Pourtant, de nombreuses études effectuées sur le sujet depuis 30 ans dans une vingtaine de pays indiquent plutôt qu’une telle précocité de l’enseignement d’une langue seconde, en milieu scolaire, ne donne pas de meilleurs résultats.

Spécialiste de la question, le linguiste Gilles Bibeau, professeur à la Faculté des sciences de l’éducation de l’Université de Montréal, compare l’enseignement de l’anglais langue seconde au primaire à un « stéréotype sociolinguistique facile » qui ne coincide en aucune manière avec les conclusions scientifiques. Il précise que les études faites sur le sujet partout dans le monde démontrent clairement qu’à l’école, les adultes apprennent mieux une langue seconde que les adolescents, et les adolescents, mieux que les enfants.

D’abord bien maîtriser une langue facilite l’apprentissage des autres langues

D’autres études indiquent qu’il est essentiel de maîtriser d’abord les structures de la langue maternelle pour réussir à bien saisir les structures de la langue seconde et ne pas confondre les deux.

Une exposition hâtive à une langue seconde peut donc plausiblement affaiblir la qualité de l’apprentissage du français, qui est déjà loin d’être idéal dans le système scolaire québécois, et rendre plus difficile l’apprentissage de l’anglais langue seconde.

Imaginons ce qui se passe chez les enfants allophones pour qui le français est déjà une langue seconde à maîtriser, et qui sont issus de familles qui ont immigré au Canada bilingue et non au Québec français.

Dans le contexte montréalais : un autre pas vers la bilinguisation ?

Dans le contexte montréalais, un autre fait important plaide en défaveur de l’enseignement trop précoce de l’anglais dans nos écoles primaires.
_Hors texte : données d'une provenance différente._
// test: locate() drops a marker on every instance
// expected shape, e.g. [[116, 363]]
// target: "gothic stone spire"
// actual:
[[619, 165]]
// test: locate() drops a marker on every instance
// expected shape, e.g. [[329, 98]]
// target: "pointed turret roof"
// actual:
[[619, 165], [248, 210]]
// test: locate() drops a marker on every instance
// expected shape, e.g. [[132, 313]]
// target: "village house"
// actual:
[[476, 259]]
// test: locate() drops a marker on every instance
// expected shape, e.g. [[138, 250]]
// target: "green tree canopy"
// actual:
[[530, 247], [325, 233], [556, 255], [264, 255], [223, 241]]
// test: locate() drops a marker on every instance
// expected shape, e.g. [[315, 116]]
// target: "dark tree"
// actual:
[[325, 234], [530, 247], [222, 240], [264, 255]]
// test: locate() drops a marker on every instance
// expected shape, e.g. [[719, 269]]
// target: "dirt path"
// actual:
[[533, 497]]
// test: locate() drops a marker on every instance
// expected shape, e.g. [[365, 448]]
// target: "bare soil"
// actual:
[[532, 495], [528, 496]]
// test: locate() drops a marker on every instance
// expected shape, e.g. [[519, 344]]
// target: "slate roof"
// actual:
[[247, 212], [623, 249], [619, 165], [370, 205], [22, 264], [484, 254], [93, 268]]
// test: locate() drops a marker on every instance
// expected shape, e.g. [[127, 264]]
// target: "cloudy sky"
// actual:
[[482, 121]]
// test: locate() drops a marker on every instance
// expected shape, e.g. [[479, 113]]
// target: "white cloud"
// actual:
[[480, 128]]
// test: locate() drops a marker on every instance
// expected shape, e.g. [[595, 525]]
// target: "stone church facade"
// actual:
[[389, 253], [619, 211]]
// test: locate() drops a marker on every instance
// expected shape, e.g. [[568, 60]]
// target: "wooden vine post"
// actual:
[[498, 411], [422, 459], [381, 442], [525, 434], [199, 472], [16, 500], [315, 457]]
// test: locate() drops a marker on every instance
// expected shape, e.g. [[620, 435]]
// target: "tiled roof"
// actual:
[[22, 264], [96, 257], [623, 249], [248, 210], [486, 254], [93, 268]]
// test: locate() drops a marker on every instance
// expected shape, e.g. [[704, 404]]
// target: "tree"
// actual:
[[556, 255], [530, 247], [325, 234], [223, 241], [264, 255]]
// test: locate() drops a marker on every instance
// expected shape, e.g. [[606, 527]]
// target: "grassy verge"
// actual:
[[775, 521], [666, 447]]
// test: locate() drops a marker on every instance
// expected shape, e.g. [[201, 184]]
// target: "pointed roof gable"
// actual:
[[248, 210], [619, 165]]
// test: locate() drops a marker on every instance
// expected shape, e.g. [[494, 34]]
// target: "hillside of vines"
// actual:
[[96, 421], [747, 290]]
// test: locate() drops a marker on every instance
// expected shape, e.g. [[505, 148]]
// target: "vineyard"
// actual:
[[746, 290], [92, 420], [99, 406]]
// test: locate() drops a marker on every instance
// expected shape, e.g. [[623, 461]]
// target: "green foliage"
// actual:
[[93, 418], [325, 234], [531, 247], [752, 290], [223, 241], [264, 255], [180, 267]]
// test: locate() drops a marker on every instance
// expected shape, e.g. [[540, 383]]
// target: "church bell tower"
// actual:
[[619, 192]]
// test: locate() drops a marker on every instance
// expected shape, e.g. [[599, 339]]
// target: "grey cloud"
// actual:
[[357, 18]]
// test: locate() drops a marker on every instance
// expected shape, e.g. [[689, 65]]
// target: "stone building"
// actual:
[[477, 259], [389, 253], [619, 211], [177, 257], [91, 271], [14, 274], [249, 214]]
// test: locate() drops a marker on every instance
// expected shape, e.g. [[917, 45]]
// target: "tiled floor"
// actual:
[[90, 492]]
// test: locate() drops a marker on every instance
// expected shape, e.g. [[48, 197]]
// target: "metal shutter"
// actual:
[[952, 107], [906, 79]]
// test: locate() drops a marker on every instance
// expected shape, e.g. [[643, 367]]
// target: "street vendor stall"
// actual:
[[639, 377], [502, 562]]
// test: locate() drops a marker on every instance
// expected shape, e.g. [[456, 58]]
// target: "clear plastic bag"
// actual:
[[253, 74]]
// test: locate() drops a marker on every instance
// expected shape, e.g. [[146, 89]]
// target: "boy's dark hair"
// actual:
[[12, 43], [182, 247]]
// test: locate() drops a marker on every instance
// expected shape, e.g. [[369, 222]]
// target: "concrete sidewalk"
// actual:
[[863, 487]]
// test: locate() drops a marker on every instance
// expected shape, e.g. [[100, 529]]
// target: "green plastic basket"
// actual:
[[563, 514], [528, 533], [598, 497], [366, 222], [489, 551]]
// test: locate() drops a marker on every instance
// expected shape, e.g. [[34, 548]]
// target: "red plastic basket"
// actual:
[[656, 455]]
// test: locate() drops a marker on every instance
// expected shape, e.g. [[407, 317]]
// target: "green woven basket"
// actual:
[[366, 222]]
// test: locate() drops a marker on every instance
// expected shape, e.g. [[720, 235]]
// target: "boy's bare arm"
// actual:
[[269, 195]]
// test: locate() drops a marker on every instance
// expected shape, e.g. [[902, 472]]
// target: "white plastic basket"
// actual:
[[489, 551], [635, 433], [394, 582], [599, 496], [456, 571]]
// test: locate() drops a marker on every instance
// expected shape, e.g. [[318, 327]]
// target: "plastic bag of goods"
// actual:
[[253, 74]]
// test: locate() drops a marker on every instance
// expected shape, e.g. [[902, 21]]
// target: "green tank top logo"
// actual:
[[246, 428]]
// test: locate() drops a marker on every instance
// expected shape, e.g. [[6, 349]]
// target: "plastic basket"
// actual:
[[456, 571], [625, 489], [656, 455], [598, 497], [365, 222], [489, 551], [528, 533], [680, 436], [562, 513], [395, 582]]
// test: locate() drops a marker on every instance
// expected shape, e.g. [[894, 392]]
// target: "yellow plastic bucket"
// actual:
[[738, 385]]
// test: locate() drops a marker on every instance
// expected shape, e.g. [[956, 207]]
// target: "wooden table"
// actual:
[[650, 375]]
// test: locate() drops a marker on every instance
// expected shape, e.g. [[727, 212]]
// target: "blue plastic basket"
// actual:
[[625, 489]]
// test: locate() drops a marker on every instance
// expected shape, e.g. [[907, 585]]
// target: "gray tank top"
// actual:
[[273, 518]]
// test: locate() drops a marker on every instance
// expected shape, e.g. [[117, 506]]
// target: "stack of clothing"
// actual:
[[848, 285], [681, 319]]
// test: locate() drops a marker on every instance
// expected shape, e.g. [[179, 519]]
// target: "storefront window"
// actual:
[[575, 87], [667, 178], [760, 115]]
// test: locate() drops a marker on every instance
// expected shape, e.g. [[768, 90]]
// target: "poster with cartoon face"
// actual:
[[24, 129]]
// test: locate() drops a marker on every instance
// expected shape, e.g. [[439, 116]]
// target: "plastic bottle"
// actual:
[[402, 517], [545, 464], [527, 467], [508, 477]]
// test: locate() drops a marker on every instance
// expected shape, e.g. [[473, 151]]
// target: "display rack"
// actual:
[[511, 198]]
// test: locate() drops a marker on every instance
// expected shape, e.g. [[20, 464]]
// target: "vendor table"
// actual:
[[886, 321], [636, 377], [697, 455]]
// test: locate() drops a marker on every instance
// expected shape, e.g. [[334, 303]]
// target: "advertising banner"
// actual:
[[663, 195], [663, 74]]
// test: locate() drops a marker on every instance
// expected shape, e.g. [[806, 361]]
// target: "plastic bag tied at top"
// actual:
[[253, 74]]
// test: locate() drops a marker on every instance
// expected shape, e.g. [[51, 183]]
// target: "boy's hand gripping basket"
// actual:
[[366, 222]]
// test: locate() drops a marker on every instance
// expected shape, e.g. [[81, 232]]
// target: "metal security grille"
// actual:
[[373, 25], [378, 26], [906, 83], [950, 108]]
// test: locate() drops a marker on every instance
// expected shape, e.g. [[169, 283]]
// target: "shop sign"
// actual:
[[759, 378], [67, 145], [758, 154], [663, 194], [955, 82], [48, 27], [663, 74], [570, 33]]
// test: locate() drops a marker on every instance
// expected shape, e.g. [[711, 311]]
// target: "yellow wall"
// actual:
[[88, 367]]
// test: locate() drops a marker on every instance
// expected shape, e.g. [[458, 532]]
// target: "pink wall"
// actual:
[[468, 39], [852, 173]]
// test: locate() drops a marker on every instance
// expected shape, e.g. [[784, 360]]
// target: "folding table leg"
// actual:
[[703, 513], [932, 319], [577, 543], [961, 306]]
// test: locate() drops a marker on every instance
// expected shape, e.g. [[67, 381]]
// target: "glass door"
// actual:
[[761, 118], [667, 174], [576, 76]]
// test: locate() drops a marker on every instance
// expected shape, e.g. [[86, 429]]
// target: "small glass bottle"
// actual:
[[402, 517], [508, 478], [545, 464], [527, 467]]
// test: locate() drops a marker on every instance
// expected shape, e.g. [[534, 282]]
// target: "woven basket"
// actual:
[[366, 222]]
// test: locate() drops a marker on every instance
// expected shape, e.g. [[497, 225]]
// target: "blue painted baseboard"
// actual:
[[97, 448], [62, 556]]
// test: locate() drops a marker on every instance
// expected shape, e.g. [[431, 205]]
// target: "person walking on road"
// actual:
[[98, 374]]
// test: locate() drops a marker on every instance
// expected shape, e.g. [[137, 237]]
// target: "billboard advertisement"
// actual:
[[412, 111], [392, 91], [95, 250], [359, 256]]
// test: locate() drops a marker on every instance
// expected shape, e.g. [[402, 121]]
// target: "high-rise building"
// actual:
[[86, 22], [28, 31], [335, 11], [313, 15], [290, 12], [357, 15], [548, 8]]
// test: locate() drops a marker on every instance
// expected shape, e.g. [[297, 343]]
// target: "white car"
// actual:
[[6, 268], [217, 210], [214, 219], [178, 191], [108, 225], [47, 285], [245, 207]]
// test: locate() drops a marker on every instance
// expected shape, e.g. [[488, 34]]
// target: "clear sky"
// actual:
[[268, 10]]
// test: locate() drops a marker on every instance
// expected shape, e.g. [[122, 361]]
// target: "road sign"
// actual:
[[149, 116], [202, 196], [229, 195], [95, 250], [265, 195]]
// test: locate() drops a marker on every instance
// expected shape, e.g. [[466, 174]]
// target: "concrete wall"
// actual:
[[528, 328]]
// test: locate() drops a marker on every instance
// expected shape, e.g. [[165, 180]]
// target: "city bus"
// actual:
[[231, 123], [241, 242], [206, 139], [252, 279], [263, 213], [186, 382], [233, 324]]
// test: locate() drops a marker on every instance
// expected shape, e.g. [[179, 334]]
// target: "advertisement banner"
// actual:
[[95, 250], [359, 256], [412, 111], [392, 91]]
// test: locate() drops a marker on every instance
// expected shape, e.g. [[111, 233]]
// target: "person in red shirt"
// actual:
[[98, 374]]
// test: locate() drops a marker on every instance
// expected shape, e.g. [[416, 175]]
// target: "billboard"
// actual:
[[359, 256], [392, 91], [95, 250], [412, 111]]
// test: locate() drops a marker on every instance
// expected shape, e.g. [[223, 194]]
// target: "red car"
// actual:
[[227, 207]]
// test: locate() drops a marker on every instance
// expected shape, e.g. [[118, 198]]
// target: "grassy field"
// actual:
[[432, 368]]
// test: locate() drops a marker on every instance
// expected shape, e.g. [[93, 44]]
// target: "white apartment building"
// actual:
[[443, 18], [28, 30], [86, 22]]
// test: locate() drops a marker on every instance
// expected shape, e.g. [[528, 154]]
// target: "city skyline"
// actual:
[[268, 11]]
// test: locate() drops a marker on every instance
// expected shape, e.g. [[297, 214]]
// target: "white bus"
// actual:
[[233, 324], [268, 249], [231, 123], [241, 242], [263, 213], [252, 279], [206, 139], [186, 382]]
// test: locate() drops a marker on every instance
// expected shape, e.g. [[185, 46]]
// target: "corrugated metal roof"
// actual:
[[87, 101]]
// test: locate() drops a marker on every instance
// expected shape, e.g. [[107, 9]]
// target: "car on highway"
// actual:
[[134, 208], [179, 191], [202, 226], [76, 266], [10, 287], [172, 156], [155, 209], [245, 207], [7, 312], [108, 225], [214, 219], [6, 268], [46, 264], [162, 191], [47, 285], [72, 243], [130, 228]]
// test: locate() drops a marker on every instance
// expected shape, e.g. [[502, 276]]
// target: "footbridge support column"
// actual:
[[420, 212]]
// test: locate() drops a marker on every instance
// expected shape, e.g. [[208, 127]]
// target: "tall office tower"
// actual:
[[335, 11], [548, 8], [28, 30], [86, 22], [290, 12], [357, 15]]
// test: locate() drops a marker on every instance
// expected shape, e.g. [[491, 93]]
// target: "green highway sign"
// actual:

En effet, malgré le léger soubresaut détecté par Statistique Canada en 2001, la déclinante majorité francophone de l’île de Montréal connaît de persistantes difficultés à assurer une concurrence suffisante au pouvoir d’attraction de l’anglais.

La tendance des étudiants allophones issues des écoles françaises à s’inscrire à plus de 40 % dans les cégeps anglais est restée stable. Le bilan des transferts linguistiques dans l’île illustre bien que Montréal ne peut se permettre d’ajouter une ambiguïté supplémentaire au message qui doit être transmis à la population montréalaise allophone à l’effet que le français est la langue commune de tous les Québécois.

Ainsi, non seulement est-il scientifiquement démontré que l’instauration de l’enseignement de l’anglais dès la première année est contre-indiqué, mais il contribuerait en plus à confirmer dès leur arrivée à l’école les enfants allophones, et leurs parents, que la société québécoise se définit comme bilingue.